What you’ll save: Easily $5,000 or more to repair rotted fascia and soffit boards, framing, and drywall. If gutters are left to rust, new seamless aluminum replacements will run you $750 to $1,000 for 150 to 200 linear feet, enough to outfit most homes.

Wobbly Stair Railing

Potential problem: A shaky newel, the vertical post that anchors the rail, is the likely culprit. One weak link like this can put undue stress on the entire balustrade and lead to an accident.
Fix it now: Insert a lag screw through the base of the post and into the staircase framing. One screw will steady most posts, but if it’s still a little wobbly, drive in a second screw. Countersink the fasteners and hide the heads with plugs cut from a 1-inch-diameter dowel. To make this repair, all you need are a few basic tools: a drill/driver, 1-inch spade bit, ratchet wrench, and handsaw.
What you’ll save: About $65 an hour for a carpenter to steady the newel and repair—or replace—snapped spindles.

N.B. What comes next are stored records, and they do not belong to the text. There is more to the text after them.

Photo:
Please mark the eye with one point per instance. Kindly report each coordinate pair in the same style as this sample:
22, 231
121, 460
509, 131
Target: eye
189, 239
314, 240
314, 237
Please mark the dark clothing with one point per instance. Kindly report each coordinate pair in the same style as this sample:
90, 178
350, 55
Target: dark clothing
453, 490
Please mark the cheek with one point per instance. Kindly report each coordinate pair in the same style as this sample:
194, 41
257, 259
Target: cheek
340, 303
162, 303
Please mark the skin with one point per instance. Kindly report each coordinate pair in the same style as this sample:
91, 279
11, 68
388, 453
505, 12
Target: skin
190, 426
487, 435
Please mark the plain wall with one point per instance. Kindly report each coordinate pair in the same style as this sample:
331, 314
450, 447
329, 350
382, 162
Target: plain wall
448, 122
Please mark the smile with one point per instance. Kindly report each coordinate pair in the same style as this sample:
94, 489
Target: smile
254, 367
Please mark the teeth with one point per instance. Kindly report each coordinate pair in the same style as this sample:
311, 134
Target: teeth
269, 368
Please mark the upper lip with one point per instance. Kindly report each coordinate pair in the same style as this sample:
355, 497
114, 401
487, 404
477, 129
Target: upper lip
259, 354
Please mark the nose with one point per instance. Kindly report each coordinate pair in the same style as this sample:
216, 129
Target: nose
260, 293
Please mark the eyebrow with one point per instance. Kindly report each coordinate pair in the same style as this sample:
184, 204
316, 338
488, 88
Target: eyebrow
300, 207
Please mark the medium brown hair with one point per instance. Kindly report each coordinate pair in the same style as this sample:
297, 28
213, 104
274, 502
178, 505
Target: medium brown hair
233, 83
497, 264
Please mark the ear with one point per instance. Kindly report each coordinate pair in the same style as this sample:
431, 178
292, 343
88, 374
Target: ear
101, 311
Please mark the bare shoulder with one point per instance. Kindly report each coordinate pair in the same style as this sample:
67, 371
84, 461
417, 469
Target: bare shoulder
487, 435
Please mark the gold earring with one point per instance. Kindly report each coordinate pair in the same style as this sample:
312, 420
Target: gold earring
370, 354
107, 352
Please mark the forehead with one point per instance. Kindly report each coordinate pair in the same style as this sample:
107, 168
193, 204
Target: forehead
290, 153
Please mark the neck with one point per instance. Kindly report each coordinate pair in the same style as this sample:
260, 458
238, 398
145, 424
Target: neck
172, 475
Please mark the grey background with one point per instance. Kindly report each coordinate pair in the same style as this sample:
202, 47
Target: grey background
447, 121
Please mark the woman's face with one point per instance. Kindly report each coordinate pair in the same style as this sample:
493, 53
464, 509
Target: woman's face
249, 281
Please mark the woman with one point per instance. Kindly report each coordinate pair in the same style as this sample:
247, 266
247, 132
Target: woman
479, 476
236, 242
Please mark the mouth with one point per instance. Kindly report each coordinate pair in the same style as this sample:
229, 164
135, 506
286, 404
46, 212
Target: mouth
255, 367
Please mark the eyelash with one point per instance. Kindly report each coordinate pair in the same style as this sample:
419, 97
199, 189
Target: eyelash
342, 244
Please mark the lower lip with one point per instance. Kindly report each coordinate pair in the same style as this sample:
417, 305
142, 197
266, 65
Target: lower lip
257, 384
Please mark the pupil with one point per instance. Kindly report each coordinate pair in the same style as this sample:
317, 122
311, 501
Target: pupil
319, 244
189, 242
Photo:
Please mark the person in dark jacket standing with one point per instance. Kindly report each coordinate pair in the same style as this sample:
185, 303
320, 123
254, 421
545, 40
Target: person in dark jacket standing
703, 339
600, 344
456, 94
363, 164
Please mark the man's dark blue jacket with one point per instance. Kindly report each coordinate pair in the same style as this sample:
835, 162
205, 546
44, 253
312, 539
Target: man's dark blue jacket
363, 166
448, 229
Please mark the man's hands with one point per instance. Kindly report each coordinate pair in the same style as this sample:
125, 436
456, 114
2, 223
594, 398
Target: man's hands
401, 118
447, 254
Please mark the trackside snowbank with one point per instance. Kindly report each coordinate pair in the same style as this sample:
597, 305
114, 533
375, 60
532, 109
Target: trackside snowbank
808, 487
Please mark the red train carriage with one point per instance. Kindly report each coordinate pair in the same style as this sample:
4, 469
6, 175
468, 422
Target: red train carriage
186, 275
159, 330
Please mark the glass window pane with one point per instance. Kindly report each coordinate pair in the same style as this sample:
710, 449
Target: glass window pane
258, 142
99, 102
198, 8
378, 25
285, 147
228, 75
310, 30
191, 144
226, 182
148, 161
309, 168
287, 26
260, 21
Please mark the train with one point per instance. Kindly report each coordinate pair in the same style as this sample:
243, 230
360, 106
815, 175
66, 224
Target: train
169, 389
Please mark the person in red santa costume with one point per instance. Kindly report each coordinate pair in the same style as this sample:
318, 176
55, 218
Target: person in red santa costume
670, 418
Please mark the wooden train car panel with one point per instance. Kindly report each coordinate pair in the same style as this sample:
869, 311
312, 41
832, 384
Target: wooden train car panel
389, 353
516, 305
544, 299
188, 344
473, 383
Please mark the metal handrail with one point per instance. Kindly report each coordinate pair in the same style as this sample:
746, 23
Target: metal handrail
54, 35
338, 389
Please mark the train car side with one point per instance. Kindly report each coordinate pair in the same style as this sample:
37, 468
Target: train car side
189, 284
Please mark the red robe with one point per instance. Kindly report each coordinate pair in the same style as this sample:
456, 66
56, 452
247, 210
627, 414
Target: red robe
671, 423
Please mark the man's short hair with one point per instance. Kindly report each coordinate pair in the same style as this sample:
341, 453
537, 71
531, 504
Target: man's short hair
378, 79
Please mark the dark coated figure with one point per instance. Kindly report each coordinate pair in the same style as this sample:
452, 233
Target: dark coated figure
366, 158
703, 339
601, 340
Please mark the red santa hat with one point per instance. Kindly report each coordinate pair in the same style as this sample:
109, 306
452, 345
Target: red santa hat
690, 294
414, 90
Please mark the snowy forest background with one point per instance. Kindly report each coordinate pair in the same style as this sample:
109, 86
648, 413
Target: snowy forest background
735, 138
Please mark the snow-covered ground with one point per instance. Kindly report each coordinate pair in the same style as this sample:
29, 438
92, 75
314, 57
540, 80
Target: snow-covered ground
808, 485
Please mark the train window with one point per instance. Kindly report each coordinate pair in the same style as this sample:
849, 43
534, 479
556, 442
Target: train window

Then there’s what you’d save on hospital bills if anyone took a tumble.

Tired Tub Caulk and Grout

Potential problem: Puckered, missing, or shrunken caulk can allow water to seep into a wall cavity, leading to mold or even wall failure. Likewise, a chunk of missing grout in a tub surround can cause serious water damage behind the tiles.
Fix it now: Recaulking a bathtub is one of the simplest DIY projects. All you need is a $6 tube of mildew-resistant silicone. While you’re at it, touch up the grout using a premixed compound, which runs about $10 per quart. For bigger jobs, mix your own using a $12 bag of polymer-fortified grout powder. Follow the maker’s instructions to mix in just the right amount of water—too little makes grout crumbly, too much will make it cure improperly.
What you’ll save: Up to $2,500 to retile a small section, including partial demolition of the wall and new backer board. Long-neglected leaks could necessitate a $200 to $900 mold inspection, plus $2,000 to $6,000 for remediation if toxic mold is found.